SPF isn't simply enough. It's required, but not sufficient mail authentication feature. A scenario, when a rogue mail client sends DKIM-less mail from common gateway, thus abusing SPF, isn't too fantastic or unlikely. Having mail signature is a way to prove the mail is authentic (at least from viewpoint of MTA). Average users' problems should not undermine the security, IMNSHO.
So, even if you do not support DKIM personally, please do not deliberately turn it off at MXRoute. Those who wish, let them use DKIM.
There's no decent implementation in VestaCP though unless you host DNS with it, so not using it on the classic product does make more sense.
I actually submit that it is. It's the only way the feature could do it's job, and it's been made abundantly clear that people are not going to adopt it in that way. Therefore it is an added complexity, especially when explaining to users how to add it to their various externally hosted DNS services, with zero benefit toward it's intended function. If that isn't a reason to ditch something, it being useless to almost everyone and complex for no gain, I can't imagine what is a reason to not support it.
But don't worry, cPanel continues to support it and I'll pass through their support. I'm just not going out of my way for it, it's wasted time.
"v=spf1 include:mxroute.com -all"
Our server would be the one that matters there.
Basically that yeah. SPF helps inbox delivery more than DKIM. If SPF provided a 2% increase in chance for improving inbox delivery, I would propose DKIM provided a 0.001% chance in improving inbox delivery alongside it.
Does MXRoute classic have the same spam filter as the original one?
It's fairly minimal and can even be disabled. There are some RBLs and of course rejection for breaking important protocol, but content filters are minimal and mostly ineffective. If flooding becomes an issue that may change.

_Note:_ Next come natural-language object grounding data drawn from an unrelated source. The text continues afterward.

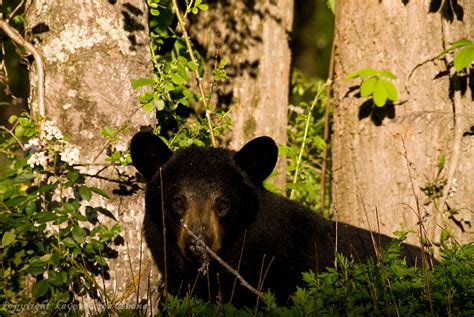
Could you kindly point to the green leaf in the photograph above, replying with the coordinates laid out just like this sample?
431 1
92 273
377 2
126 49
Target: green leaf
100 192
8 238
85 192
137 83
388 74
364 72
69 242
40 288
159 105
45 258
22 178
391 89
177 79
79 234
192 66
148 107
380 94
367 87
55 278
464 58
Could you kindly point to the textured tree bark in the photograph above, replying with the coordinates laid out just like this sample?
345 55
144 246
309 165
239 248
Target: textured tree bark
91 51
253 37
371 173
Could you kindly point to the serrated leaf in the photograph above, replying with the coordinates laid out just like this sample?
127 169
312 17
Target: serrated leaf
100 192
85 193
388 74
364 72
8 238
391 89
367 87
159 105
464 58
137 83
177 79
380 94
40 288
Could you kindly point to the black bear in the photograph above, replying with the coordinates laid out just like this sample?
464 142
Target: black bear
218 194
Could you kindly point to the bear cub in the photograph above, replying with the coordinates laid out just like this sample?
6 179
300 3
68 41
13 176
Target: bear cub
218 194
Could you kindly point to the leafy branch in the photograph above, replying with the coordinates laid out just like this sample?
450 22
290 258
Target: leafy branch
195 70
375 83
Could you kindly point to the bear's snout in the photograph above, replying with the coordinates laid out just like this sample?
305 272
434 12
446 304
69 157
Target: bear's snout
196 249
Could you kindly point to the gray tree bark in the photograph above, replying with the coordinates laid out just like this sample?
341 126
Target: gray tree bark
253 37
382 159
91 51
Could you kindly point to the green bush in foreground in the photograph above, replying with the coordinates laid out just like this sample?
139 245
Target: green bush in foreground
386 288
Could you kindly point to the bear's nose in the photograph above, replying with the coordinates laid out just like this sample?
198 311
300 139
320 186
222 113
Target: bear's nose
197 249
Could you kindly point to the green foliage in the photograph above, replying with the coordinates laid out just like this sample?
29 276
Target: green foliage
305 132
384 287
50 238
464 56
170 91
375 83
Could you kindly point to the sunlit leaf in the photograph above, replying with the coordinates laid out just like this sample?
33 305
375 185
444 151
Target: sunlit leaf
464 58
367 87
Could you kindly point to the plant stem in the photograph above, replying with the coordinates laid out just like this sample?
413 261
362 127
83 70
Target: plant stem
17 38
305 136
196 72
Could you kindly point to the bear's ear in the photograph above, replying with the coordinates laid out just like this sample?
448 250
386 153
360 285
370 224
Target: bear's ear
258 158
148 153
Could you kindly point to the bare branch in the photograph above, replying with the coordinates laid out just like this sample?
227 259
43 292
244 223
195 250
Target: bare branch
243 282
17 38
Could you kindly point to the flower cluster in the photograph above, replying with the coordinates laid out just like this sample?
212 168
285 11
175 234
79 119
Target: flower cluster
49 146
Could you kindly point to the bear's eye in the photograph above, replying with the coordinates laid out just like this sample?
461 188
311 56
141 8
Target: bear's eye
178 203
222 206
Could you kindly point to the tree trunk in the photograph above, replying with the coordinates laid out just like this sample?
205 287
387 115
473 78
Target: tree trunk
91 51
253 37
382 159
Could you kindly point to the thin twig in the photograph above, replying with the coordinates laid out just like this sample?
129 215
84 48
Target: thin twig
324 155
243 282
16 37
305 136
163 219
196 72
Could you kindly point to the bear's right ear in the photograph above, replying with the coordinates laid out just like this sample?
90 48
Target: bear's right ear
148 153
258 158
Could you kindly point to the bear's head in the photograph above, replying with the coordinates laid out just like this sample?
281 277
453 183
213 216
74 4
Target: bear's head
213 191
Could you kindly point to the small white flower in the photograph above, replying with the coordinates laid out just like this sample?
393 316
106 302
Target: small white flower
70 154
38 159
51 131
121 146
33 145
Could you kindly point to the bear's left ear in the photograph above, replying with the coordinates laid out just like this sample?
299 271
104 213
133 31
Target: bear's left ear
148 153
258 158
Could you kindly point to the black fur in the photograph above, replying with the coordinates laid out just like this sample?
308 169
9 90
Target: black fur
264 225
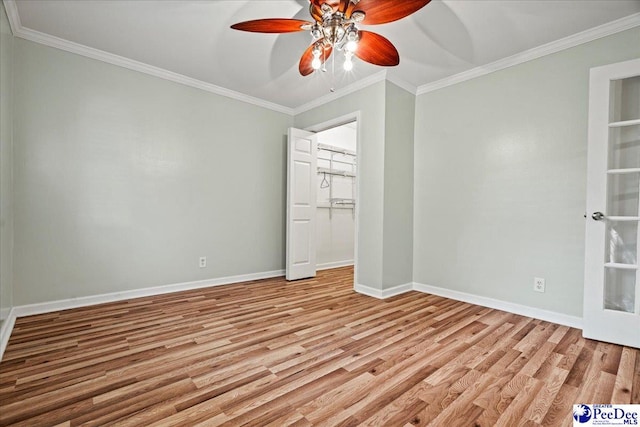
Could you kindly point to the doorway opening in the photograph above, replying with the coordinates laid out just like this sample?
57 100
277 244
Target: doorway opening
336 196
322 198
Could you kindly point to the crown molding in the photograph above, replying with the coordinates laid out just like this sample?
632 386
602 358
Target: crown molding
403 84
100 55
589 35
360 84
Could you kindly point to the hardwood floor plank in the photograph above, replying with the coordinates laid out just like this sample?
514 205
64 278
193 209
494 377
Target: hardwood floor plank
303 353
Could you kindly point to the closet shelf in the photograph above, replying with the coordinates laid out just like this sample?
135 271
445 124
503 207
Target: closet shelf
624 123
623 171
333 149
621 266
336 172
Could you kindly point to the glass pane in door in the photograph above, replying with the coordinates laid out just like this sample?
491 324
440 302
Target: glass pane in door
620 289
624 147
623 193
624 104
622 237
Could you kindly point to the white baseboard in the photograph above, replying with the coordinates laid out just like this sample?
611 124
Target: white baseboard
335 264
523 310
382 293
47 307
5 330
4 312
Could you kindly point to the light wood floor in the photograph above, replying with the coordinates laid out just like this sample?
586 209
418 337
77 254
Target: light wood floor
311 352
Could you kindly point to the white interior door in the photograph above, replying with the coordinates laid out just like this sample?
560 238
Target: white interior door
612 277
301 204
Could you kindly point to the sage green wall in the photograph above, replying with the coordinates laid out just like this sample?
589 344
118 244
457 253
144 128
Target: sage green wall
6 190
123 180
500 178
370 102
398 187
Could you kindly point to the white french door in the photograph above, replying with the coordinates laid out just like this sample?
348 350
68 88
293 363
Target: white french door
612 276
301 204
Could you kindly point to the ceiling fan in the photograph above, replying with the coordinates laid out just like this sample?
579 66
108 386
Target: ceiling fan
335 28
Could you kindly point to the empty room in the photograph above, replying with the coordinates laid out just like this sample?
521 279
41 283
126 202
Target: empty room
319 212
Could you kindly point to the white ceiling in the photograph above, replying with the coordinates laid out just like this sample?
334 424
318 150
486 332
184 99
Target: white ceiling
193 39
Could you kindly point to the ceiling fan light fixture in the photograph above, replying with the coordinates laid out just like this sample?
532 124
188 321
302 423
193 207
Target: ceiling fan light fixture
348 63
352 39
335 27
316 63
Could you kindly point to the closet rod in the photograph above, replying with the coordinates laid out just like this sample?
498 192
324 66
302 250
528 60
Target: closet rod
326 147
339 161
336 172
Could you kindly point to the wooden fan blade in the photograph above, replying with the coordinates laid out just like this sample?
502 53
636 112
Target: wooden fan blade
383 11
272 25
305 67
377 50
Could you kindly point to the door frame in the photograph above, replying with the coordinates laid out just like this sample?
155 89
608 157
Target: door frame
330 124
595 316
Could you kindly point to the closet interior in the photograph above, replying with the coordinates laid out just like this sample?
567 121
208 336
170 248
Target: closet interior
336 196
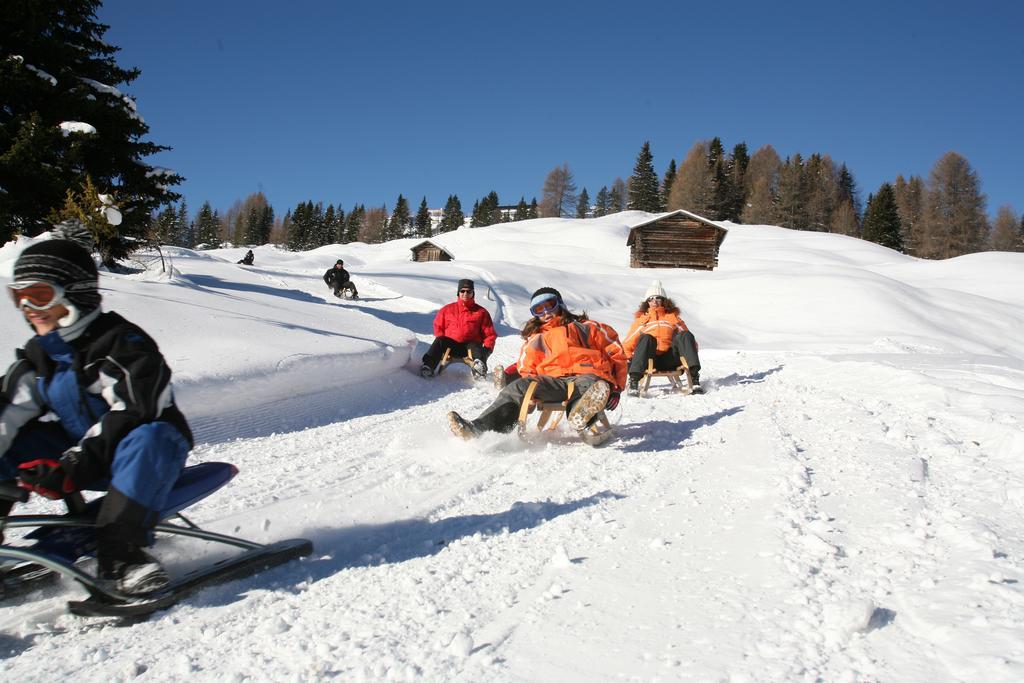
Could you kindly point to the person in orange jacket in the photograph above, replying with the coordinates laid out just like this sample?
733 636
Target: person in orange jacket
560 347
660 334
463 327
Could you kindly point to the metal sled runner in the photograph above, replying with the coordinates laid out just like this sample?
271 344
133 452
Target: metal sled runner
57 542
676 377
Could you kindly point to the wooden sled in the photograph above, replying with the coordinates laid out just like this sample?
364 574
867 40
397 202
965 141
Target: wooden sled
675 377
446 358
598 432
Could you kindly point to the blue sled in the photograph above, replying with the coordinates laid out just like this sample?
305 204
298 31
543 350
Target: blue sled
57 542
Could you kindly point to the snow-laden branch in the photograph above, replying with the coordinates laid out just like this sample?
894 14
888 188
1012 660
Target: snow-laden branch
35 70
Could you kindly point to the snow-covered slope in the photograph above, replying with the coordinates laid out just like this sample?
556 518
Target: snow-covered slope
844 504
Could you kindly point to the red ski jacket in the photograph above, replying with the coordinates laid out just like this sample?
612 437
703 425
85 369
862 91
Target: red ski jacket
465 323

Awesome! Just one more question, can I use it for outbound email relay(just personal mails or notification mails from my server)?
Sure. Should work well for that use case actually. It's standard SMTP user auth.
@jarland Check PM please
@jarland, I have problem when sending to my own email. I am using mailgun to send outbound email, and using mxroute to receive incoming email. When I tried send email to myself (e.g. from mailgun to mxroute), my mail bounced. It says SMTP Auth Required. Can you do something about it ?
Thanks.
How long is this deal still active for @jarland?
Been considering giving up running my own mail server and the Classic is tempting (I actually considered it last summer when you were running this deal https://www.lowendtalk.com/discussion/88163/mxroute-email-hosting-summer-special ).
These deals should be around for quite a while. The server running these plans right now has less overhead than the rest, and hasn't been seeing a ton of orders.
My kids interrupted me responding earlier, thank you for the quick response.